O texto do confrade Jair fez-me lembrar dos mascates que iam à roça onde nasci vender panos e bugigangas, mas meu velho e querido pai ainda conseguia vender lâ de carneiro para alguns, ou outros trocavam por panos.
Muito obrigado pela deferência.
Abraço fraterno,
Passos de Carvalho
Membro do IHG/SJDR
Muito bom o artigo. Nos levou a um passado cujas lembranças nos deixam muitas saudades!
Belo artigo.
A título de colaboração cito o vendedor se pirulito, em geral era um garoto, que levava pendurado ao pescoço uma tábua cheia pequenos orifícios redondos, onde eram colocados aquelas pequenas delícias,acredito eu, feitas somente com açúcar e água. Quanto mais "puxa" melhor era.
Grande homem Jair ao qual tive e tenho prazer de conviver desde que tinha 2meses de vida e hoje com 24 anos ainda desfruto dessa honra .

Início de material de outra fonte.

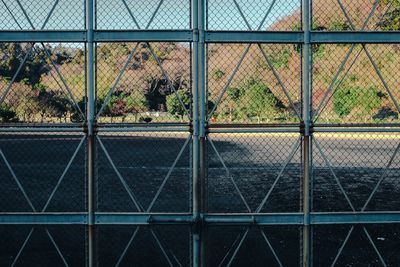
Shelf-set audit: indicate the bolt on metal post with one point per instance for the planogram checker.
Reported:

Prezado confrade Braga, bom dia. Quero agradecer pelo envio da interessante matéria e cumprimentar o autor. Saudações confraternas para você e Rute. Paz e bem. Fernando Teixeira
Muito obrigado, meu amigo Francisco.
Bom feriado.
Abraço.
Diamantino Bártolo
Caro amigo Braga
Era eu menino, na década de quarenta, e presenciei muitas figuras típicas como estas que você gentilmente me enviou. Convivi com algumas delas.
Naquela época Valença ainda não contava com as facilidades de comércio que – felizmente – temos hoje.
Por exemplo: não havia açougue por aqui! Por isso, compensando esta falta, toda quinta-feira o “mestre Bruno” passava pelas casas com um carrinho de mão feito por ele mesmo, todo de madeira, lembro-me bem (!), vendendo carne de vaca, linguiça e outras iguarias, que eram conservadas por minha mãe em latões especiais cheios de gordura de porco.
Leite (em garrafas de vidro grosso e transparente) e pão fresco nos eram deixados na porta lá de casa, pela manhã bem cedo: ninguém roubava! ...
Agradeço pelo envio deste e-mail, que me transportou a alguns aspectos de minha infância.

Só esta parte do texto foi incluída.